The house goesquiet after the shower shuts off, and I stand at the sink with a dish towel in my hand, dragging it over mugs that have already air-dried. I keep wiping anyway because it gives me something to do while I listen. The pipes tick behind the walls. The bathroom door closes down the hall. The silence settles in a way that feels deliberate. My mother’s words earlier were calm and polished, but I saw the way Anastasiya’s expression shifted while she listened. She did not argue. She absorbed.

I move through the house on habit, checking the back door, glancing at the camera feeds, confirming the gate is locked. Men like Viktor Dragunov do not rush into unfamiliar ground without looking first. They observe. They wait. They decide. By the time I circle back to the kitchen, Anastasiya steps into the hallway in clean clothes, her blonde hair still damp and loose around her shoulders. She is not wearing makeup. The bruises along her skin are lighter now. They are fading.

She pauses when she sees me, and there is something measured in the way she holds herself, as if she has been turning the same thought over and over.

“Are you all right?” I ask, keeping my tone steady.

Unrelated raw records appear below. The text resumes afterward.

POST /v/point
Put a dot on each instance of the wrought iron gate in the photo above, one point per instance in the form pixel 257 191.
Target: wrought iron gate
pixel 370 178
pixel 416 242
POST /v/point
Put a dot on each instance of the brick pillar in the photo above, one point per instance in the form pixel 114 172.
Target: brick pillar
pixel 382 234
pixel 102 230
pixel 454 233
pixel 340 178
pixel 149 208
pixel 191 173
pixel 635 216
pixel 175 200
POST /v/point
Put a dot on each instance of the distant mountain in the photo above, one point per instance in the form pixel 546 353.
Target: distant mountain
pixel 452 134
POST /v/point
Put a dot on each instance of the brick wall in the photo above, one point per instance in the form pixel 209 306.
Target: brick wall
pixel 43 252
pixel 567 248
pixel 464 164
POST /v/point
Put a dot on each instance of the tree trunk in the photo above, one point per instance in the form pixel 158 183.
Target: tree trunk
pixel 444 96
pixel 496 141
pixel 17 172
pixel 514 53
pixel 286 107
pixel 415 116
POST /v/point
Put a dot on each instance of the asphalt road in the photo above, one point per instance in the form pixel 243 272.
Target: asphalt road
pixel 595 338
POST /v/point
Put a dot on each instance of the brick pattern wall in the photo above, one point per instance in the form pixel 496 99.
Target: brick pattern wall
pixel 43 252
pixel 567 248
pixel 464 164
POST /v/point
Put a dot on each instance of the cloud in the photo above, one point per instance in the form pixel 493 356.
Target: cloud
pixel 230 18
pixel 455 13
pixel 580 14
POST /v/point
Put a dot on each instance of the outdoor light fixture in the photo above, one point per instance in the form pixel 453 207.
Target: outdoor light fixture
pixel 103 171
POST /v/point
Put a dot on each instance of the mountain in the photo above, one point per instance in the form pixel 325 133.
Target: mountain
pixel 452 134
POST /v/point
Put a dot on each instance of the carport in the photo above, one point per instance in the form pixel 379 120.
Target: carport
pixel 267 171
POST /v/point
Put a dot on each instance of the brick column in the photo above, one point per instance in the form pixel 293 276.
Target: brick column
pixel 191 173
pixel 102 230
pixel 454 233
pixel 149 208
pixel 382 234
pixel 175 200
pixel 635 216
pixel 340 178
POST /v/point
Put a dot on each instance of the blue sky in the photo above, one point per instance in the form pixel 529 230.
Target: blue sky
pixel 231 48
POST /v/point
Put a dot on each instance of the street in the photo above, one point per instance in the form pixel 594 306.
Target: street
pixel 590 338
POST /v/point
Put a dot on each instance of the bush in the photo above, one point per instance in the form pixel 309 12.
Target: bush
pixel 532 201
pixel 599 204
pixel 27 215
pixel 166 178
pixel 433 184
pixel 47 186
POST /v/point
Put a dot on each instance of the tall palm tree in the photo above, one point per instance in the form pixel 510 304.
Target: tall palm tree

“Yes,” she says, and her voice does not shake, but it carries more weight than the word should.

“You have about an hour before his plane lands,” I tell her.

She studies my face. “You confirmed it?”

“I confirmed it,” I reply. “I do not rely on assumptions.”

She nods once, taking that in without spiraling.

I let a second pass before I say, “Are you going to leave with him?”

Her green eyes meet mine and hold. “I do not know.”

“Yesterday you would have answered that without hesitation,” I say quietly.

“Yesterday I was not thinking about what it would mean,” she answers.

“You do not owe me anything,” I tell her, stepping closer but leaving space between us. “If you want to go with him, you go. I will not stand in your way.”

“And if I decide not to go?” she asks, her jaw tightening slightly.